Era diversa anche la Chiesa torinese che Pellegrino si trovò a governare, dopo il lunghissimo e tradizionalista episcopato del cardinale Fossati (1931-1965). I fermenti che smuovevano la società civile, aprendo la strada alla contestazione sessantottina nelle università e all'autunno caldo nelle fabbriche, attraversarono il mondo cattolico con novità anche contraddittorie: il Gruppo Abele, Comunione e liberazione, le comunità di base, i preti operai, la Gioc e il Sermig. Il vescovo riorganizzò la struttura della diocesi, per adeguarla a queste nuove esigenze. Il fatto forse più dirompente fu la cancellazione dei cappellani di fabbrica e la trasformazione del loro centro nella Pastorale del lavoro.
Fedele ai giovannei «segni dei tempi», Pellegrino fu protagonista nel 1973 di un fatto destinato a creare scalpore: la cosiddetta vicenda della tenda rossa. Nell’ambito di una vertenza sindacale dei metalmeccanici, particolarmente dura, venne eretta una tenda degli scioperanti, davanti alla stazione di Porta Nuova. Nacque l'idea di far dire una messa al vescovo, per coinvolgere i cattolici. Si
oppose però il prete operaio Carlo Carlevaris: l'iniziativa gli appariva una indebita strumentalizzazione. Ma si offerse di chiedere a Pellegrino di incontrare i lavoratori in sciopero. Il presule accettò. Andò nella piazza, parlò coi manifestanti e tenne un discorso. Mentre ripartiva, i giovani intonarono Bandiera rossa. «Così potranno dire che sono stato ricevuto al canto dei comunisti», sorrise Pellegrino. Da quel giorno, qualcuno lo chiamò il «vescovo rosso».
Il problematico rapporto con il mondo del lavoro è il contenuto fondamentale della lettera pastorale Camminare insieme , promulgata nel 1971, che rappresenta il grande lascito spirituale di Michele Pellegrino, la sua eredità. Messe in luce, senza reticenze, le difficoltà che creavano motivi di sfiducia, sia fra i preti che fra i laici, la lettera ancorava «annuncio evangelico» e «conversione alla fede» a tre valori di base: povertà, libertà e fraternità. Introducendo il concetto di «povertà di classe», Pellegrino provocò reazioni polemiche: Il «Sole 24 ore» lo accusò di «predicare il vangelo di Carlo Marx». Le polemiche si spensero, almeno dentro il mondo ecclesiale, quando Paolo VI mostrò di apprezzare il documento e si compiacque con il suo vescovo. Quindi l’uscita di scena nel 1977, il ritiro nella casa parrocchiale di Vallo Torinese, un ictus nel 1983 e la morte nel 1986.

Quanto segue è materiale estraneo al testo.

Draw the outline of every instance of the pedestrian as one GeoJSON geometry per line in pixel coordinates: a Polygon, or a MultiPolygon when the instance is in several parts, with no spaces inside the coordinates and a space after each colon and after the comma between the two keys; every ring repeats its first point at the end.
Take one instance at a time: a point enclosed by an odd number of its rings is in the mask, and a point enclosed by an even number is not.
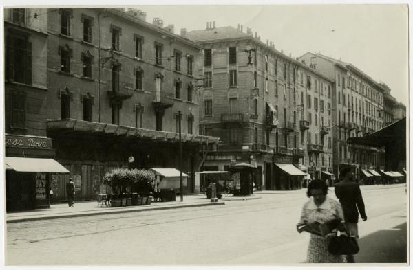
{"type": "MultiPolygon", "coordinates": [[[[363,221],[367,220],[360,185],[353,181],[351,167],[345,167],[341,169],[340,176],[342,181],[334,185],[334,191],[341,203],[347,229],[351,235],[356,236],[356,238],[358,239],[359,212],[360,212],[363,221]]],[[[354,263],[354,256],[347,255],[347,261],[354,263]]]]}
{"type": "MultiPolygon", "coordinates": [[[[299,226],[314,222],[324,223],[334,220],[344,221],[343,210],[340,203],[327,197],[328,187],[321,180],[313,180],[308,184],[307,196],[310,198],[304,203],[301,211],[299,226]]],[[[311,234],[307,250],[307,262],[310,263],[340,263],[346,262],[343,255],[335,255],[328,252],[328,238],[311,234]]]]}
{"type": "Polygon", "coordinates": [[[69,182],[66,183],[66,194],[67,194],[67,203],[69,207],[74,207],[74,183],[72,178],[69,179],[69,182]]]}

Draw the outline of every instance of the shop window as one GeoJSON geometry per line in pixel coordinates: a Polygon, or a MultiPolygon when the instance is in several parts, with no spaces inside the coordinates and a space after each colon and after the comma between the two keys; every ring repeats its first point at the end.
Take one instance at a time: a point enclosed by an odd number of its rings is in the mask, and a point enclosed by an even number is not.
{"type": "Polygon", "coordinates": [[[11,92],[10,114],[11,126],[13,128],[25,128],[25,102],[26,93],[23,91],[11,92]]]}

Venticinque anni dopo che cosa resta nel mondo cattolico torinese di quell’esperienza? Il radicalismo cristiano che l’animava non è oggi più pensabile. Tuttavia Pellegrino ha plasmato due caratteri precisi del cattolicesimo torinese. Infranse la contrapposizione fra vertice e base, sorreggendo i movimenti dal basso, anche di segno opposto. E’ con lui, infatti, che vedono la luce il Sermig fondato da Ernesto Olivero nel 1964 e il Gruppo Abele creato da don Luigi Ciotti nel 1965. Una seconda impronta è l’attenzione di Pellegrino ai poveri della Terra, con il viaggio in Brasile per incontrare monsignor Camara e visitare favelas e lebbrosari. Non a caso la Chiesa torinese è ancora la più impegnata, in Italia, nell’accoglienza degli immigrati clandestini e non.